Which viruses have RNA-dependent RNA polymerase (RdRp) without proofreading capabilities?

From the Guidelines

RNA viruses such as influenza, hepatitis C, poliovirus, rhinovirus, and coronaviruses (except SARS-CoV-2) have RNA-dependent RNA polymerase (RdRp) without proofreading capabilities. These viruses rely on RdRp to replicate their RNA genomes, but unlike DNA polymerases, most RdRps lack the ability to detect and correct errors during replication. This absence of proofreading leads to high mutation rates, estimated at approximately 10^-4 to 10^-5 errors per nucleotide per replication cycle, which is significantly higher than in DNA viruses 1. The lack of proofreading contributes to the rapid evolution of these viruses, allowing them to quickly adapt to selective pressures such as host immune responses and antiviral medications. Notably, SARS-CoV-2 and other coronaviruses in the Coronaviridae family are exceptions, as they possess an exoribonuclease (ExoN) domain in their nsp14 protein that provides some proofreading function, resulting in a lower mutation rate compared to other RNA viruses 1.

Some key points to consider:

• The high error rate of RdRp in RNA viruses leads to the creation of quasispecies, which are populations of genetically related viruses that can evolve rapidly in response to selective pressures 1.
• The lack of proofreading in RdRp also makes these viruses more susceptible to antiviral medications that target the RdRp, such as favipiravir 1.
• The ExoN domain in SARS-CoV-2 and other coronaviruses provides some proofreading function, which may contribute to their relatively lower mutation rates compared to other RNA viruses 1.
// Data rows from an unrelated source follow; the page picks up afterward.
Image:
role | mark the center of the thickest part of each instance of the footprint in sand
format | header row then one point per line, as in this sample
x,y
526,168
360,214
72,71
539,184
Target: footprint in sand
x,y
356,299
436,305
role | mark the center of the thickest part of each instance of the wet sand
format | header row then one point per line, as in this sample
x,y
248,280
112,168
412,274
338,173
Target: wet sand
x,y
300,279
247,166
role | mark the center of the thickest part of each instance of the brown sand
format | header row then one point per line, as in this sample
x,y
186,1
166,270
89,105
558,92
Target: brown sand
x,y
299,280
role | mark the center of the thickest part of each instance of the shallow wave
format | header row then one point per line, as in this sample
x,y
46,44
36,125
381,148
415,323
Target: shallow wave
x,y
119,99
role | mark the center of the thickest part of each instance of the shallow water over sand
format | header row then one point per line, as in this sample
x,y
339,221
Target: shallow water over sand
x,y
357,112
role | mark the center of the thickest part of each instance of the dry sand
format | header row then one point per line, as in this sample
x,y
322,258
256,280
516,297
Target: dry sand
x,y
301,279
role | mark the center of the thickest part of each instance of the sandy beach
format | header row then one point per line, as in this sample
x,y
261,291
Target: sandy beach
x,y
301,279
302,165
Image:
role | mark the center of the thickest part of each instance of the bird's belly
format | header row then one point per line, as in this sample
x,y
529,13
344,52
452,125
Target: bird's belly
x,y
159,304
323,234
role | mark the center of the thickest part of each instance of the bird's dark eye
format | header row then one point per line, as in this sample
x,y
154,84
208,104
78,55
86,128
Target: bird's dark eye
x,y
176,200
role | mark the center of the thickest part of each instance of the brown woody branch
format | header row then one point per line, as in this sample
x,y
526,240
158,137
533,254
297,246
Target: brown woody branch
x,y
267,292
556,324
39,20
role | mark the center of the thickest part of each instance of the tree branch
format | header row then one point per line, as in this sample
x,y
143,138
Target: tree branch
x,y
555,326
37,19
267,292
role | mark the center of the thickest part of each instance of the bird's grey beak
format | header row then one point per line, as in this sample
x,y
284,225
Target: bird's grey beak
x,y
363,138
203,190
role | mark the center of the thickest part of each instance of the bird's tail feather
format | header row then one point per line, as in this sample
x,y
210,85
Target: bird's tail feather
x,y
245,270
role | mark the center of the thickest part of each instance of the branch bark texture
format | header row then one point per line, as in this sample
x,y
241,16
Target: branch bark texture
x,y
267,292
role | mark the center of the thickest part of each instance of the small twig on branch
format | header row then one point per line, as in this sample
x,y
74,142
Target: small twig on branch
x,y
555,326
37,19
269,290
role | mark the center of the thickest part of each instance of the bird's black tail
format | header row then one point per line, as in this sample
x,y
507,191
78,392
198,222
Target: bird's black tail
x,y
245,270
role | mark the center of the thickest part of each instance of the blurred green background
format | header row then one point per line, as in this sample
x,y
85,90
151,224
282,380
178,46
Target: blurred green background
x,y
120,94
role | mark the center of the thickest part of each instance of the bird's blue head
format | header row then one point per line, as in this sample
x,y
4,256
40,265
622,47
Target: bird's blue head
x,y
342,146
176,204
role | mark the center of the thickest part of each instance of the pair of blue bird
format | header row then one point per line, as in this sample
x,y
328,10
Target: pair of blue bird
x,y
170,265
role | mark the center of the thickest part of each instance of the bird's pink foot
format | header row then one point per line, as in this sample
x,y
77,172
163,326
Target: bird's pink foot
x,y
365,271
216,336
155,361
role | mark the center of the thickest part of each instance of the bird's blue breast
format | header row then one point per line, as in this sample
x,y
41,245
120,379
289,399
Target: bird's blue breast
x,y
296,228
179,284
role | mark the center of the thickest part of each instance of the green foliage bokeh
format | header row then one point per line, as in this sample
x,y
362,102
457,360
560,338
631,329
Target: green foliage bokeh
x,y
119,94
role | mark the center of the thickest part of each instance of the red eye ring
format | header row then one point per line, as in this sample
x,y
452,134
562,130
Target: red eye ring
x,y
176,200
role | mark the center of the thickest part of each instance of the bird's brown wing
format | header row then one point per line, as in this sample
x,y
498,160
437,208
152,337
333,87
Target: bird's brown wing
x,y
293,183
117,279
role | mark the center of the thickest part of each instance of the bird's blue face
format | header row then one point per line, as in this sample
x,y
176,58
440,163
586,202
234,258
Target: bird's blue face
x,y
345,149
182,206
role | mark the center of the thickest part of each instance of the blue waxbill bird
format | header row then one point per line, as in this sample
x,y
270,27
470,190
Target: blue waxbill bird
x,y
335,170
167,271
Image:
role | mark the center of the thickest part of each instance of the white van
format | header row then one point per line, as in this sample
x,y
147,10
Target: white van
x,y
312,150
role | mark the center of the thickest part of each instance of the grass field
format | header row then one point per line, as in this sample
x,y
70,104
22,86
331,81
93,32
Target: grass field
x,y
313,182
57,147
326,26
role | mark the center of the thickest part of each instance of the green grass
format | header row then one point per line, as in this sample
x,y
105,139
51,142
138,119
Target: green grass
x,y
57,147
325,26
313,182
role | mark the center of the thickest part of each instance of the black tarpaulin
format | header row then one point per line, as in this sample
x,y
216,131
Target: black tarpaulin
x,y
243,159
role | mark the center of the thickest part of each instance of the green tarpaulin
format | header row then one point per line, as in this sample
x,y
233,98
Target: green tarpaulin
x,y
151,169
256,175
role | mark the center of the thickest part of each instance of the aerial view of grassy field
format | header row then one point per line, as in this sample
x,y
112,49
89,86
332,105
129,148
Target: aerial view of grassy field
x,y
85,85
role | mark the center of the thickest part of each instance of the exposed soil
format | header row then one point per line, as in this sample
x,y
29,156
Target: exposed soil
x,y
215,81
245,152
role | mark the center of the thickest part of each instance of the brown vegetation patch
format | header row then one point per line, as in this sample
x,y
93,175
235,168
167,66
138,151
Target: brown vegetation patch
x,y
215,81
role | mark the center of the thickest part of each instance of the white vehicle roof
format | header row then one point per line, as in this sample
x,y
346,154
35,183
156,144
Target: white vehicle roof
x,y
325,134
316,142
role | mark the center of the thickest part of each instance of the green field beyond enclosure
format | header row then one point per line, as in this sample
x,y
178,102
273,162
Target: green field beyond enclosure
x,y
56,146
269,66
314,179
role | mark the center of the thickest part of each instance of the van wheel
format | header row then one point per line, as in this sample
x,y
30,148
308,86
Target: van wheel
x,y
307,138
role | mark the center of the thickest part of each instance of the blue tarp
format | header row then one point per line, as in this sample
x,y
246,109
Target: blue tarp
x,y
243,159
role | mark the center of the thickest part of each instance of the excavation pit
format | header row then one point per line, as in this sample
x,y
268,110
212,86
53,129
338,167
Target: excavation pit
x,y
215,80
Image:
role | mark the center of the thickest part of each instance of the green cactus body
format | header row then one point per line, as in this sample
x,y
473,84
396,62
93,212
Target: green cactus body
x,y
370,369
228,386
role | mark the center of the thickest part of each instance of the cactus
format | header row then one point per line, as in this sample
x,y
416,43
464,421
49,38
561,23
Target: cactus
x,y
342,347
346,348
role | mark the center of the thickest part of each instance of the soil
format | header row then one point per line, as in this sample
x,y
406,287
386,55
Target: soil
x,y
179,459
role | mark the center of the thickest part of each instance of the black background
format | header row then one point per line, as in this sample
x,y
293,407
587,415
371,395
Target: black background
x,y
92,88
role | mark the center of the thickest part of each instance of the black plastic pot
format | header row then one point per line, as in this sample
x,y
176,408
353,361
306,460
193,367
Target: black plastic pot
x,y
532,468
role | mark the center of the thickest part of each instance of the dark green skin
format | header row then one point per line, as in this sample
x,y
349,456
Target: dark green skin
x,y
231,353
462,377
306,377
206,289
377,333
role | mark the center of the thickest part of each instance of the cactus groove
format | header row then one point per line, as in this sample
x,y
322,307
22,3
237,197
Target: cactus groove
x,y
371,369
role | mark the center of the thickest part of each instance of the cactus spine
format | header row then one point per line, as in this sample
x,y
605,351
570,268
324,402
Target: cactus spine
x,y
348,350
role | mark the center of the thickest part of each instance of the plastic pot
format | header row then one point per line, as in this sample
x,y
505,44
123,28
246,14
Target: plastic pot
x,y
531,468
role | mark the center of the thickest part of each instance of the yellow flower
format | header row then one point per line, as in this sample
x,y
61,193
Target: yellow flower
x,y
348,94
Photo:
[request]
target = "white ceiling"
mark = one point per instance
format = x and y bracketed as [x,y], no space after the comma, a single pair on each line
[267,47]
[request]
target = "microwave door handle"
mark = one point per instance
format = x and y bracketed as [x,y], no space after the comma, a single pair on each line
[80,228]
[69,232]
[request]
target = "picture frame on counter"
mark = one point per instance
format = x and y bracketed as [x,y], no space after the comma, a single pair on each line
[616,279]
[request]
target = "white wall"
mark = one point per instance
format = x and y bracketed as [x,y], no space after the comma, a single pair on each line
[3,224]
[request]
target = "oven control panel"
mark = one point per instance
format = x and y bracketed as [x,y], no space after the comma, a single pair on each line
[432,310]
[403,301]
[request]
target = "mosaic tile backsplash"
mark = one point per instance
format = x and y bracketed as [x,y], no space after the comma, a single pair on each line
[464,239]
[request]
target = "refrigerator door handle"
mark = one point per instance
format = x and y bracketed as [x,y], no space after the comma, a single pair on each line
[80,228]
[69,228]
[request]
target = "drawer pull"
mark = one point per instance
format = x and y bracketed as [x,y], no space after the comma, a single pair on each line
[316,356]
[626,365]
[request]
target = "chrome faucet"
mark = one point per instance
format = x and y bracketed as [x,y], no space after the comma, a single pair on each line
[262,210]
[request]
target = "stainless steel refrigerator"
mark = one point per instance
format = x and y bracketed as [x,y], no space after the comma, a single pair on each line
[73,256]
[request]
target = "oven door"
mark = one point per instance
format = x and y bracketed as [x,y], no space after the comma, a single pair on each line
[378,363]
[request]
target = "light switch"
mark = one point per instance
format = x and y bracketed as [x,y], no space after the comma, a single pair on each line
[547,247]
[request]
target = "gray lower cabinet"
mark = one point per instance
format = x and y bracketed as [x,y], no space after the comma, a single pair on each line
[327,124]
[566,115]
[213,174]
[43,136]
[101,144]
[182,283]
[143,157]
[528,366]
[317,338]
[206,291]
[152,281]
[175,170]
Overall, the absence of proofreading in RdRp is a key factor in the evolution and adaptation of RNA viruses, and understanding this mechanism is crucial for the development of effective antiviral therapies.

From the Research

Viruses with RNA-Dependent RNA Polymerase without Proofreading

• The RNA-dependent RNA polymerase (RdRp) is a crucial enzyme for the replication and transcription of RNA viruses, and its low fidelity and lack of proofreading capabilities allow for high mutation frequencies and rapid adaptation to changing environments 2.
• RNA viruses, including those from the Picornaviridae family, typically encode their own RdRp, which is essential for their life cycle and adaptive potential 2, 3.
• The absence of proofreading and excision activities within the RdRPs of RNA viruses results in high mutation frequencies, allowing them to rapidly adapt to changing environments 2.
• Examples of RNA viruses with RdRp without proofreading capabilities include:
  • Picornaviruses, such as poliovirus and rhinovirus 2
  • Other RNA viruses, including coronaviruses, such as SARS-CoV-2 4
• The structural and functional aspects of RdRPs have been studied in various RNA virus families, including Group III, IV, and V viruses, providing insights into their mechanism of action and potential targets for antiviral therapy 5, 3.